I'm not a reporter; I only know what I read; I try to stick with things I can say with confidence, but this one is just my logic, and I could certainly be wrong. All that said:
I'm predicting now that Blanch Lincoln will vote yes for cloture on the motion to proceed (if McConnell is foolish enough to force that vote), and will then vote yes on cloture to bring the bill to a final vote.
Here's the logic behind it. Lincoln is in awful shape right now -- she's perhaps the most vulnerable Democrat up for election next year, and her state is increasingly unfriendly to Democrats.
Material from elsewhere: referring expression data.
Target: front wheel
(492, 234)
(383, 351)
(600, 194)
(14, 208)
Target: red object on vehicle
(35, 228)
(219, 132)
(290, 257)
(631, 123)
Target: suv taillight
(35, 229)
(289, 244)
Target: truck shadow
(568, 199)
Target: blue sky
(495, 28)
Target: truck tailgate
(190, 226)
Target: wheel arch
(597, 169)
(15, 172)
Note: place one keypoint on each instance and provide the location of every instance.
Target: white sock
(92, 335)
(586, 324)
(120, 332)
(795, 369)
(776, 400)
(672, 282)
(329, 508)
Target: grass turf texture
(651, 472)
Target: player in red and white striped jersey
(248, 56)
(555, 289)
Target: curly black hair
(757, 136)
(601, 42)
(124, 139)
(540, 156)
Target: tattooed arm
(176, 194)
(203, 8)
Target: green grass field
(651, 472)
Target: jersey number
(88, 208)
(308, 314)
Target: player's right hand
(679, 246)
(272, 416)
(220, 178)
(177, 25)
Unfortunately for Lincoln, she's in a no-win situation; if she votes with the Democrats in a party-line vote, she'll be attacked as a National Liberal Democrat Commie Pinko Socialist, while if she votes with the Republicans, then her funding and the enthusiasm of her liberal supporters will dry up.
And yet...the real problem, and what I think will be the determining factor for Lincoln, is that she already voted for a health care bill. Unlike the rest of the "maybe" gang (Landrieu, Lieberman, and Ben Nelson), she's on a committee that worked on the bill, and she voted for health care reform at that point. Now, granted, the committee version didn't have the public option, but she has to know that she's going to be attacked for that vote by Republicans in the next election, and she has to know that the attack will be brutal, making no allowance for however she eventually votes on the Senate floor. Moreover, voting with the GOP on the filibuster votes would leave her open to charges of flip-flopping, and of trying to get away with being a liberal in secret (the committee -- no, it's not actually secret, but I'm just anticipating the lines of attack, not whether they are legitimate) and then pretending to be moderate in public.
So far, she's being very cautious, but that's only natural if she eventually plans to vote for cloture. If she intended to vote against cloture, odds are she would have told Reid before he announced his version of the bill, and that she would speak up now in hopes that the public option would be stripped out after all before the bill reached the floor -- since presumably she would vote for a bill without a public option.
Or, just to simplify it further: she voted for the bill without a public option. The public option polls well compared to the rest of the plan. Yes, she voted against the public option (at that point without the opt-out provision) in committee...but is the addition of the (relatively popular) opt out public option really enough to flip her the other way? I don't believe it, and I think she sticks with the Democrats on at least the procedural votes.